There is a lot of focus on being a good tenant when it comes to renting, putting less emphasis on being a good landlord. But really, it needs to be a two-way relationship. As a landlord, you provide an important and essential need, and with that power comes great responsibility.
What helps you to be a good Landlord
This piece will take a look at what makes a good landlord, and how you can implement these into your practice.
It is a business for you but a home for them
Many people will advise you to treat being a landlord like a business, and while that is definitely useful to some degree, it is vital that you understand that what is a property business for you is a home to someone else. It is a place where someone feels safe and creates a space just for them. Remembering that will make sure you understand your role as a landlord but also as a human.
For whatever reason, someone needs to rent or has chosen to rent your home, and that position of power should not be taken lightly.
Get help on hand
Having ‘go to’ people on hand when your tenants experience issues will make resolving the problems quick and efficient before excessive damage occurs. This can be particularly important if your tenant is experiencing a broken boiler in winter, is experiencing no water, or even a burst pipe that needs to be seen right away.
Knowing you can get the problem sorted as fast as possible will give both you and your tenants a piece of mind. Not only do you not want your tenants to be uncomfortable, but you also want to keep your house in good condition, and issues like this can really cause structural damage if left too long. Not to mention that tenants have rights against certain issues that create non-habitable states.
Putting a plan in place such as total property management can make sure that you get help as and when you need it, which can take a weight off your mind when emergencies strike, along with many other benefits.
Put safety first
The safety of your tenants should come above all else, so be sure to make sure your property has had all of the legal checks to ensure the home is fit for purpose.
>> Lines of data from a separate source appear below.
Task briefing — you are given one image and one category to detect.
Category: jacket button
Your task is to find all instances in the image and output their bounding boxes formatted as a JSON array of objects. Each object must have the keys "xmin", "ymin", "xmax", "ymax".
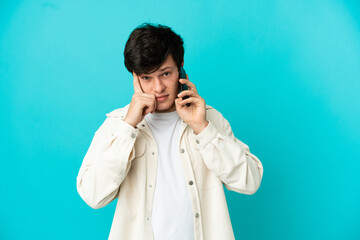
[
  {"xmin": 131, "ymin": 133, "xmax": 136, "ymax": 138},
  {"xmin": 195, "ymin": 213, "xmax": 200, "ymax": 218},
  {"xmin": 189, "ymin": 180, "xmax": 193, "ymax": 185},
  {"xmin": 141, "ymin": 124, "xmax": 145, "ymax": 127},
  {"xmin": 196, "ymin": 140, "xmax": 199, "ymax": 144},
  {"xmin": 180, "ymin": 148, "xmax": 185, "ymax": 153},
  {"xmin": 152, "ymin": 152, "xmax": 155, "ymax": 155}
]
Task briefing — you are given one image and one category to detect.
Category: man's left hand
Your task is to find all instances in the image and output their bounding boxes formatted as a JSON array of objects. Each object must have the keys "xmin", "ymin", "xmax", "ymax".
[{"xmin": 175, "ymin": 74, "xmax": 209, "ymax": 135}]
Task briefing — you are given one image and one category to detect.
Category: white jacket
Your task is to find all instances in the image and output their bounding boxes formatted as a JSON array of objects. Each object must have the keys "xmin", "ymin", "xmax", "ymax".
[{"xmin": 76, "ymin": 104, "xmax": 263, "ymax": 240}]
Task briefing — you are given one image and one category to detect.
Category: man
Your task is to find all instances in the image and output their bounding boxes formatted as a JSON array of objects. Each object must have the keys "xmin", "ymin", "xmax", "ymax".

Gas and electrical equipment are subject to inspection, fire alarms and carbon monoxide alarms should be featured both upstairs and downstairs, and everything needs to be checked regularly to make sure they are in safe and working order.
Keep your distance
If you are new to being a landlord, you might feel the need to ‘hover’ or check up on your home and tenants regularly. Try to quash those feelings, understanding that the property you own is now their home, and they have the right to enjoy it undisturbed. Feel free to schedule an inspection in 6 months after they have settled, but the more they are left alone, the more comfortable they should feel and the better your relationship with them will be.
Getting your home ready for your new tenants by thinking ahead of time can make all the difference to their settling inexperience. Whether they are moving down the road or they are coming from a different city, having some finishing touches or essentials can make a great impression and much easier for tenants on their first day. These small gestures could be toilet rolls, cleaning products, dishcloths or sponges, some tea and coffee, or even some snacks too if you want to go the extra mile.
Kind gestures such as these will not go unnoticed and will more than likely be reciprocated while they take care of the house.
These are just a few ways in which you can be a good landlord to someone, which is essential for every tenant. If you treat them well, the likelihood is that they will treat you and your property well too.